Fast Protein Liquid Chromatography - Optimizing Protein Purification

Optimizing Protein Purification

Using a combination of chromatographic methods, purification of the target molecule is achieved. The purpose of purifying proteins with FPLC is to deliver quantities of the target at sufficient purity in a biologically active state to suit its further use. The quality of the end product varies depending the type and amount of starting material, efficiency of separation, and selectivity of the purification resin. The ultimate goal of a given purification protocol is to deliver the required yield and purity of the target molecule in the quickest, cheapest, and safest way for acceptable results. The range of purity required can be from that required for basic analysis (SDS-PAGE or ELISA, for example), with only bulk impurities removed, to pure enough for structural analysis (NMR or X-ray crystallography), approaching >99% target molecule. Purity required can also mean pure enough that the biological activity of the target is retained. These demands can be used to determine the amount of starting material required to reach the experimental goal. If the starting material is limited and full optimization of purification protocol cannot be performed, then a safe standard protocol that requires a minimum adjustment and optimization steps are expected. This may not be optimal with respect to experimental time, yield, and economy but it will achieve the experimental goal. On the other hand, if the starting material is enough to develop more complete protocol, the amount of work to reach the separation goal depends on the available sample information and target molecule properties. Limits to development of purification protocols many times depends on the source of the substance to be purified, whether from natural sources (harvested tissues or organisms, for example), recombinant sources (such as using prokaryotic or eukaryotic vectors in their respective expression systems), or totally synthetic sources.

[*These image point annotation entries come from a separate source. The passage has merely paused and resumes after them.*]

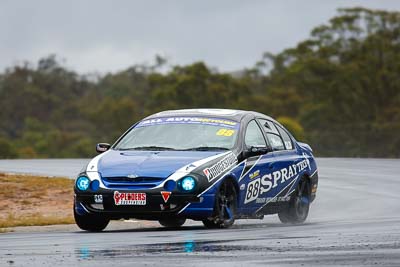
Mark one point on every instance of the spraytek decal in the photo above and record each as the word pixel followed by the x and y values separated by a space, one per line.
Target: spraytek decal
pixel 260 186
pixel 220 167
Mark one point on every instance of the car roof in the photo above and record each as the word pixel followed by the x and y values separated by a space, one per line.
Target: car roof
pixel 232 114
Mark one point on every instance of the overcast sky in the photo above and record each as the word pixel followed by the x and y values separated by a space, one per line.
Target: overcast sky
pixel 113 35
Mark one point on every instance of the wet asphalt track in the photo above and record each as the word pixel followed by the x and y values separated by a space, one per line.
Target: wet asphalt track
pixel 355 220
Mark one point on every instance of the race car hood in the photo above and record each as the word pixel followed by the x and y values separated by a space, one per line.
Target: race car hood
pixel 158 164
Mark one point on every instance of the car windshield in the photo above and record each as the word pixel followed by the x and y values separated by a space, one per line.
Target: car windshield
pixel 181 133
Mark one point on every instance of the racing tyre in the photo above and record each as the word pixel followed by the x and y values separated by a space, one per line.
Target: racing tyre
pixel 172 223
pixel 224 208
pixel 90 222
pixel 299 205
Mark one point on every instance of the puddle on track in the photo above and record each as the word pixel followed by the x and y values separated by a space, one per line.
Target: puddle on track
pixel 165 248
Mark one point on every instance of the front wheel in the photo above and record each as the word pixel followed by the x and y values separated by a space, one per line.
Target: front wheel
pixel 299 204
pixel 91 222
pixel 172 223
pixel 224 208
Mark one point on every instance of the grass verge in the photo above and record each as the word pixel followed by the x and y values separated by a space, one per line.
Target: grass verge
pixel 34 200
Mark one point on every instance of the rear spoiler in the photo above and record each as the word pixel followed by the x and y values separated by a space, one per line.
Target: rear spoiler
pixel 305 146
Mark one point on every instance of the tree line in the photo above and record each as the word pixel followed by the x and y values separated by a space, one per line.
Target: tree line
pixel 339 90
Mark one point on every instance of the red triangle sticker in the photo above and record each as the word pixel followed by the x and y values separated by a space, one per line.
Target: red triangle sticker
pixel 165 195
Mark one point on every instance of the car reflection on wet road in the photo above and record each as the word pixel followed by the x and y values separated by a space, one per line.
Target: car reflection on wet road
pixel 354 221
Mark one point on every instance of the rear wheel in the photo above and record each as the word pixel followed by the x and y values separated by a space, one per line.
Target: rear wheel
pixel 91 222
pixel 299 204
pixel 225 207
pixel 172 223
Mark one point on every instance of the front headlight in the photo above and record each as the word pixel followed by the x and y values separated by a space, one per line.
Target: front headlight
pixel 82 183
pixel 187 184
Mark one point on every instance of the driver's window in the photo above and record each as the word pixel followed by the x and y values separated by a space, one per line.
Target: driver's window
pixel 254 136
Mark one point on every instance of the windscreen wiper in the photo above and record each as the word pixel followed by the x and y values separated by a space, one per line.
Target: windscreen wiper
pixel 148 148
pixel 206 148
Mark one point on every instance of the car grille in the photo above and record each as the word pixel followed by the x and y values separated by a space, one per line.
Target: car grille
pixel 131 183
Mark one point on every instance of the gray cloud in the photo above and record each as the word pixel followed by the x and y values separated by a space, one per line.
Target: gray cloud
pixel 112 35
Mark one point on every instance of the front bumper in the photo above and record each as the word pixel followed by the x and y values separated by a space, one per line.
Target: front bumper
pixel 155 207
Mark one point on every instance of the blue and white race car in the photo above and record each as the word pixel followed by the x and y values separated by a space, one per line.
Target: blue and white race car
pixel 211 165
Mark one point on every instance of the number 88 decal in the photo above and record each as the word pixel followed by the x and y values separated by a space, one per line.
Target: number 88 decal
pixel 253 188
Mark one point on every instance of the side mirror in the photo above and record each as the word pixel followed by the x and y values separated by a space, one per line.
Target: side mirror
pixel 256 151
pixel 102 147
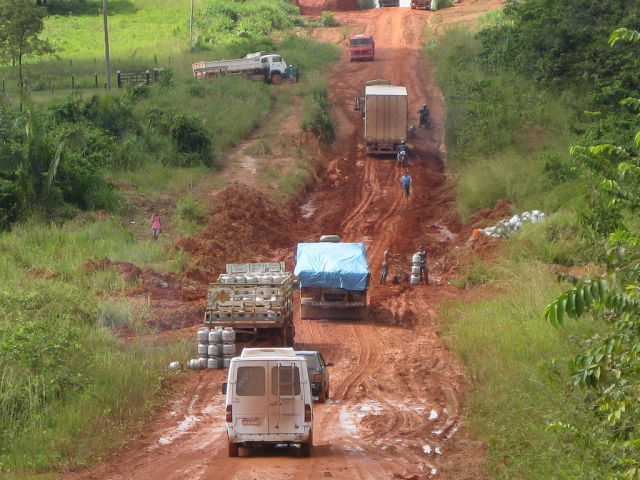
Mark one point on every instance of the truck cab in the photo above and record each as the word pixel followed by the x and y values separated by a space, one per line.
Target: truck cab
pixel 268 400
pixel 362 47
pixel 274 67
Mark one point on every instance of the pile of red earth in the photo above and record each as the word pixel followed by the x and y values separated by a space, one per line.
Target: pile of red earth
pixel 243 225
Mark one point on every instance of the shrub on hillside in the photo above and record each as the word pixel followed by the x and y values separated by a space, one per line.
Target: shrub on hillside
pixel 318 115
pixel 328 20
pixel 191 139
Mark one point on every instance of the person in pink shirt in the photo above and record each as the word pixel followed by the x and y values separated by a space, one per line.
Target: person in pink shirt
pixel 156 226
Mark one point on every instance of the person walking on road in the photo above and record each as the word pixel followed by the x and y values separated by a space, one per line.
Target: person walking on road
pixel 156 226
pixel 386 257
pixel 289 72
pixel 384 270
pixel 424 271
pixel 405 181
pixel 403 159
pixel 424 116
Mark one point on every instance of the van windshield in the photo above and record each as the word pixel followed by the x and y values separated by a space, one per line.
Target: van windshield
pixel 360 42
pixel 250 381
pixel 288 377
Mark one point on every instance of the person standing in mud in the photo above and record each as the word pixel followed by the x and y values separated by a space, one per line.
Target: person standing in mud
pixel 386 258
pixel 424 271
pixel 289 72
pixel 405 181
pixel 156 226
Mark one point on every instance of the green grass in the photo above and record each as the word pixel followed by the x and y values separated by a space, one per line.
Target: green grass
pixel 516 363
pixel 501 129
pixel 59 348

No chromatographic techniques provide 100% yield of active material and overall yields depend on the number of steps in the purification protocol. By optimizing each step for the intended purpose and arranging them that minimizes inter step treatments, the number of steps will be minimized.

A typical multistep purification protocol starts with a preliminary capture step which many times utilizes ion exchange chromatography (IEC). The medium (stationary phase) employed range from large bead resins (good for fast flow rates and little to no sample clarification at the expense of resolution) to small bead resins (for best possible resolution with all other factors being equal). Short and wide column geometries are amenable to high flow rates also at the expense of resolution, typically because of lateral diffusion of sample on the column. For techniques such as size exclusion chromatography to be useful, very long, thin columns and minimal sample volumes (maximum 5% of column volume) are required. Hydrophobic interaction chromatography (HIC) can also be used for first and/ or intermediate steps. Selectivity in HIC is independent of running pH and descending salt gradients are used. For HIC, conditioning involves adding ammonium sulphate to the sample to match the buffer A concentration. If HIC is used before IEC, the ionic strength would have to be lowered to match that of buffer A for IEC step by dilution, dialysis or buffer exchange by gel filtration. This is why IEC is usually performed prior to HIC as the high salt elution conditions for IEC are ideal for binding to HIC resins in the next purification step. Polishing is used to achieve the final level of purification required and is commonly performed on a gel filtration column. An extra intermediate purification step can be added or optimization of the different steps is performed for improving purity. This extra step usually involves another round of IEC under completely different conditions. Although this is an example of a common purification protocol for proteins, the buffer conditions, flow rates, and resins used to achieve final goals can be chosen to cover broad a range of target proteins. This flexibility is imperative for a functional purification system as all proteins behave differently and often deviate from predictions.